Maati Monjib et six autres militants ont fait l’objet d’une enquête en 2015 pour « atteinte à la sûreté intérieure de l’État » par « propagande » de nature à ébranler « la fidélité que les citoyens doivent à l’État et aux institutions du peuple marocain » au titre de l’article 206 du Code pénal. Dans cette affaire, les questions de la police ont essentiellement porté sur la perception de fonds étrangers provenant de l’ONG Free Press Unlimited et destinés à financer des sessions de formation à StoryMaker, une application sécurisée développée par Free Press Unlimited (FPU), le Guardian Project et Small World News, qui permet aux journalistes citoyens de publier du contenu de manière anonyme s’ils le désirent.

Selon Maati Monjib, les audiences du procès ne duraient généralement que quatre ou cinq minutes avant que le juge ne lève la séance et n’annonce une prochaine date d’audience.
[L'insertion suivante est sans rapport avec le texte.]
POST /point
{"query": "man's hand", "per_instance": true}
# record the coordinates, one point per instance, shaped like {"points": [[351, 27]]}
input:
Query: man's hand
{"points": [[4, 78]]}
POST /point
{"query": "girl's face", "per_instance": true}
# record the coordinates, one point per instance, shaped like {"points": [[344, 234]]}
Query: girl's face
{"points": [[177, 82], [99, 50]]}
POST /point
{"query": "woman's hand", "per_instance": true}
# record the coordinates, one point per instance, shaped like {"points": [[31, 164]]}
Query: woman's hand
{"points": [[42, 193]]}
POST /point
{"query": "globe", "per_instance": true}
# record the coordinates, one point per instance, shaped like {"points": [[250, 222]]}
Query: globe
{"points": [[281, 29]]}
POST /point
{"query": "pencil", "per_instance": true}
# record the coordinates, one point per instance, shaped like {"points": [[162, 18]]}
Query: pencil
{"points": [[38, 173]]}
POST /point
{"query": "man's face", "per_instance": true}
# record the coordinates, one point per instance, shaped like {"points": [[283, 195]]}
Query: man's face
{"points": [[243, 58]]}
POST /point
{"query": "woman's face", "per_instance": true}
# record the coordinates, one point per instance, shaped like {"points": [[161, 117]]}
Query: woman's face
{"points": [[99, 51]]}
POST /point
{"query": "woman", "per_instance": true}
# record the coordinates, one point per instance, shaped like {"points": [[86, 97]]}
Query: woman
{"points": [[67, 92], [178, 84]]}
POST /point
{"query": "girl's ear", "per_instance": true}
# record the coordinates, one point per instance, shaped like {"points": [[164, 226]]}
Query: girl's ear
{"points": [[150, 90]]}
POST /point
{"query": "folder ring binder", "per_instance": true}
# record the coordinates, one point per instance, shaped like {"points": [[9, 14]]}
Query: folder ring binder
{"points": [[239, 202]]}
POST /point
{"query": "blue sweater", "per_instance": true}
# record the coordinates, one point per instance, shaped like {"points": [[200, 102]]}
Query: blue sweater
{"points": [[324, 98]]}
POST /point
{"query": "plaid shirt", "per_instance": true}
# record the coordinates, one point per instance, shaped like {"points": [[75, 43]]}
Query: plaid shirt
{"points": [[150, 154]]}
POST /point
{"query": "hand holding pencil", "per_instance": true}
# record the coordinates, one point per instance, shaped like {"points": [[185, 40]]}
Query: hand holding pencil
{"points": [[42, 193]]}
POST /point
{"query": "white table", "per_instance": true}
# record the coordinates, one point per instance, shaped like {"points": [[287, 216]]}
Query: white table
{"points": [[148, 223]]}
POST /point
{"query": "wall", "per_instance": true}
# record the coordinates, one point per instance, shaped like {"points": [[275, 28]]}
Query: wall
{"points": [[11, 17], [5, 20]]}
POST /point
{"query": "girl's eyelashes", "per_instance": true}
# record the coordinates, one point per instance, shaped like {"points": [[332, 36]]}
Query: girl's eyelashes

Le procès a ainsi été reporté à 21 reprises depuis 2015. Dans une lettre adressée à Amnesty International, le gouvernement a indiqué que l’enquête de 2020 était liée aux rapports annuels de 2015 et 2016 de Free Press Unlimited, ce qui laisse à penser que cette nouvelle enquête est liée à l’ancienne affaire de 2015 sur la perception de fonds étrangers émanant de cette ONG et visant à financer des ateliers de formation destinés aux journalistes citoyens. Les poursuites portent sur des activités légitimes protégées par le droit d’association.

En vertu du droit international relatif aux droits humains, le droit à la liberté d’association comprend la possibilité pour les ONG de collecter des fonds et de solliciter, recevoir et utiliser des ressources provenant de sources nationales, étrangères et internationales. Les restrictions concernant les financements étrangers qui entravent la capacité des associations à mener les activités prévues par leurs statuts vont indûment à l’encontre de l’article 22 du Pacte international relatif aux droits civils et politiques (PIDCP), auquel le Maroc est partie .

Maati Monjib est un universitaire et défenseur des droits humains de renom. Il commente régulièrement la politique marocaine dans des médias internationaux, des groupes de réflexion et des forums universitaires, où il a souvent fait part de ses opinions et de ses analyses quant aux violations des droits humains imputables aux autorités marocaines.